Lactalis vient d’inaugurer une station d’épuration à Saint-Just-de-Claix sur le site de l'Etoile du Vercors, l’une de ses fromageries, qui rejetait ses eaux usées directement dans l’Isère. Après de longues années de contentieux, tous les élus locaux ont refusé d'y assister.
Ce mardi 15 décembre, le groupe Lactalis a inauguré sa toute nouvelle station d’épuration autonome à Saint-Just-de-Claix, située près de sa fromagerie L’Etoile du Vercors.
Mais cette installation n’est pas au goût de tout le monde : les élus locaux, dont le maire de la commune, ont brillé par leur absence après avoir refusé l’invitation.
Retour sur les sources du conflit
Il faut dire que les relations entre le groupe laitier et les élus n’ont jamais été au beau fixe. Depuis de nombreuses années, la fromagerie est accusée de rejeter l’équivalent d’une ville de 10 000 habitants en eaux usée dans l’Isère qui se trouve en contrebas de l’usine.
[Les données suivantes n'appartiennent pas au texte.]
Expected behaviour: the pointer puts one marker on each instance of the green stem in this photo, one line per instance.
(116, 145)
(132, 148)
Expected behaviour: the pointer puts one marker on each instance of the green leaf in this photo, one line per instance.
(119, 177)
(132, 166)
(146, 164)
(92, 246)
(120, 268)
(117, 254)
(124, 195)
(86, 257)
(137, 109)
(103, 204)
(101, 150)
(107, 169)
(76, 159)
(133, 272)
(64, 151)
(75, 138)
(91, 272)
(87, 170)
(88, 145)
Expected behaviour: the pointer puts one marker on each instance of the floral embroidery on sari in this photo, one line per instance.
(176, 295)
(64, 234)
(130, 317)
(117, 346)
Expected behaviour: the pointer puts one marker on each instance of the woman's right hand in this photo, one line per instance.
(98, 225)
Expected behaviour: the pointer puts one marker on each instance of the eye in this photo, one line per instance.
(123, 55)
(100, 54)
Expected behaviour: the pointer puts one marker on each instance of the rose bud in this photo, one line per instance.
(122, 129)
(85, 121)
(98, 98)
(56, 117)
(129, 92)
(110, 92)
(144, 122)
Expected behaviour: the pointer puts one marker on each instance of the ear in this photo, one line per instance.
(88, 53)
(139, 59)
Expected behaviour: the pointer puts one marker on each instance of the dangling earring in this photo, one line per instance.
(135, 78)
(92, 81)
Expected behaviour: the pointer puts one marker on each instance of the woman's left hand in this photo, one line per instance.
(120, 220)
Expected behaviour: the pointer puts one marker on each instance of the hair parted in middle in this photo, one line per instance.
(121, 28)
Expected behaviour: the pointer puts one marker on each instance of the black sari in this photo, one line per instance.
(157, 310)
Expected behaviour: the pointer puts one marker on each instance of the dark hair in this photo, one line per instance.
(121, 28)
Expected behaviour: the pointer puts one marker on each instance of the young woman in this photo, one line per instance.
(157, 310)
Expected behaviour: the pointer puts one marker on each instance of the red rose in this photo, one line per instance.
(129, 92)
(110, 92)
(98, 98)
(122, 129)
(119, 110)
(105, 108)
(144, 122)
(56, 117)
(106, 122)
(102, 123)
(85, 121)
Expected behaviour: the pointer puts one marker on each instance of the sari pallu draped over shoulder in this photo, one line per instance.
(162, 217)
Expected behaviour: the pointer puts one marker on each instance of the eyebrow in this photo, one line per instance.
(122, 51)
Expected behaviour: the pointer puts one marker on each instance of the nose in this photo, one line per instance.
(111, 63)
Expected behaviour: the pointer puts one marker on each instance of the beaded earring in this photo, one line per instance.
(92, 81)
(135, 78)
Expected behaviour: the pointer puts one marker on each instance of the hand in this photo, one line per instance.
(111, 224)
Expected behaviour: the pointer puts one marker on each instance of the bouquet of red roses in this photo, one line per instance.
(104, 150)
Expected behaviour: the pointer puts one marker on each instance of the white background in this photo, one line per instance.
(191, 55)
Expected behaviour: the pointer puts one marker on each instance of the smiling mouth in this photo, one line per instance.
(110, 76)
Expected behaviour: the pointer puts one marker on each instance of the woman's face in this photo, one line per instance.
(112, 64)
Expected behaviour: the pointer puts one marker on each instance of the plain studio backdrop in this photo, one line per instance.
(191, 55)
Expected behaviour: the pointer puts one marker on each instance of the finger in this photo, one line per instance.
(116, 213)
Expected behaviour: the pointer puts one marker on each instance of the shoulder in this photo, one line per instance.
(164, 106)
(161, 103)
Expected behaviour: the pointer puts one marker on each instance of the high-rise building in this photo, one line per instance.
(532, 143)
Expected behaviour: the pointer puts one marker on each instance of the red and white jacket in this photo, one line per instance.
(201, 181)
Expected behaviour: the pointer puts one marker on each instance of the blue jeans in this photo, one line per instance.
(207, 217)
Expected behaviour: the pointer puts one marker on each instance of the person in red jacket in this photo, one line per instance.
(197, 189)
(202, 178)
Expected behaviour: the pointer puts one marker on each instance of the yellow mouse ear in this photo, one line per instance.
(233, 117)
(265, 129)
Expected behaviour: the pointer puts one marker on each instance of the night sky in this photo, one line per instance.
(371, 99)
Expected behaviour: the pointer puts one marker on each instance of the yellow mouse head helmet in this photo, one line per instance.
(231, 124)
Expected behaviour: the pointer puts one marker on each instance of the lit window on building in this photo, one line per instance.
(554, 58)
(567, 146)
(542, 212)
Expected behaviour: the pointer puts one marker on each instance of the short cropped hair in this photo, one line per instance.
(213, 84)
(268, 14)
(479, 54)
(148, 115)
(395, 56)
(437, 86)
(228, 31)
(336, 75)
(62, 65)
Dans les effluents rejetés se trouvent notamment des résidus de lait mais aussi des substances chimiques issues de produits de nettoyages et de désinfectants.
Les relations ont commencé à se tendre lorsque la multinationale, qui a racheté L’Etoile du Vercors en 2011, a refusé de se raccorder au réseau d’assainissement pour lequel l’intercommunalité avait investi 22 millions d’euros.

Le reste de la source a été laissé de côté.